Wear-Leveling Techniques for Nonvolatile Memories

2014 
Nonvolatile memories (NVMs) are promising technologies for replacing SRAM or eDRAM in low-level on-chip caches and main memories because they can save standby power and provide high cache capacity. However, limited write endurance is a common problem for NVM technologies. The current memory management policies are not write variation aware and result in significant nonuniformity in terms of writing to memory blocks, which would cause heavily written nonvolatile cache blocks to fail much earlier than most other blocks.
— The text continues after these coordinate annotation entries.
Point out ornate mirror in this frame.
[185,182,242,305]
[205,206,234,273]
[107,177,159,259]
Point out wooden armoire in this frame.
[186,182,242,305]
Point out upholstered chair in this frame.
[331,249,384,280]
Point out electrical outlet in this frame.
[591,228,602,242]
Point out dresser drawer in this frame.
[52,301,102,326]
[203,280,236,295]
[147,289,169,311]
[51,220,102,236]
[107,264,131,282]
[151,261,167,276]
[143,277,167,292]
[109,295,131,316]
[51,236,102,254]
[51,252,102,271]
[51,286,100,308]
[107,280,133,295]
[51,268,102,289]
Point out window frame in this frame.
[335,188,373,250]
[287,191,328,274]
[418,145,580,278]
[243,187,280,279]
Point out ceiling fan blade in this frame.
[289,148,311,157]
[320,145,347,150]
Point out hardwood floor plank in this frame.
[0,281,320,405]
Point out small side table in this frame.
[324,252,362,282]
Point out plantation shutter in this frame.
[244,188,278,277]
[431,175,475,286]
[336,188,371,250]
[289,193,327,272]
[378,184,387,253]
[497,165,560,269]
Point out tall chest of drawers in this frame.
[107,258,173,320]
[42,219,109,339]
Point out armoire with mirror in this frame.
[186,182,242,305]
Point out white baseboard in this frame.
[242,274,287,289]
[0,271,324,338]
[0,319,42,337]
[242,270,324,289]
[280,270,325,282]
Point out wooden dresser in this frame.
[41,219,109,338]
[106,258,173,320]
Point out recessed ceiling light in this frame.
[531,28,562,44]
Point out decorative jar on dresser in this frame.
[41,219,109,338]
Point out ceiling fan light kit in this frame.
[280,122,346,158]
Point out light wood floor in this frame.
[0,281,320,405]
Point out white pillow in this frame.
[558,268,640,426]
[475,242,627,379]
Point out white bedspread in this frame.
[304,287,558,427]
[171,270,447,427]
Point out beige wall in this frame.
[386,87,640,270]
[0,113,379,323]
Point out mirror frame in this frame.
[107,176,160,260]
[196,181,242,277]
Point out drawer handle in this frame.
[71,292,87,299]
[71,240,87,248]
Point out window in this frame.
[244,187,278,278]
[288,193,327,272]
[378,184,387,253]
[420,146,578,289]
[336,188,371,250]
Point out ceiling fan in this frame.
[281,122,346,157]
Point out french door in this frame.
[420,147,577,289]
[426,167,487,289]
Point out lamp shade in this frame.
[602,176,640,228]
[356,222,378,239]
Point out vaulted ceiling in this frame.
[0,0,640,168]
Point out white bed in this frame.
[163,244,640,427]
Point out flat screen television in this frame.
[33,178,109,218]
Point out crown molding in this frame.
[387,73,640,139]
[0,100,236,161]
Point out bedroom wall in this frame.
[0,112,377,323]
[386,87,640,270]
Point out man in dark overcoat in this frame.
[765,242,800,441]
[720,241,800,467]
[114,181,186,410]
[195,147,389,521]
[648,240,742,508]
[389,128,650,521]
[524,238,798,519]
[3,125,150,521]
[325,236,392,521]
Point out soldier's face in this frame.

Thus, wear-leveling techniques are important for NVM-based memory system to balance write traffic and extend the system lifetime. Some wear-leveling techniques have been proposed for NVM-based main memories and on-chip caches. In this chapter, we use inter-/intra set write variation aware cache policy (\({\text {i}}^{2}{\text {WAP}}\)) as an example to show how to design an endurance-aware management policy for nonvolatile caches. \({\text {i}}^{2}{\text {WAP}}\) has two features: first, Swap-Shift (SwS), an enhancement based on previous main memory wear leveling to reduce cache inter-set write variations; second, probabilistic set line flush (PoLF), a novel technique to reduce cache intra-set write variations. Implementing \({\text {i}}^{2}{\text {WAP}}\) only needs two global counters and two global registers. By adopting \({\text {i}}^{2}{\text {WAP}}\), we can improve the lifetime of on-chip nonvolatile caches by 75 % on average and up to 224 %.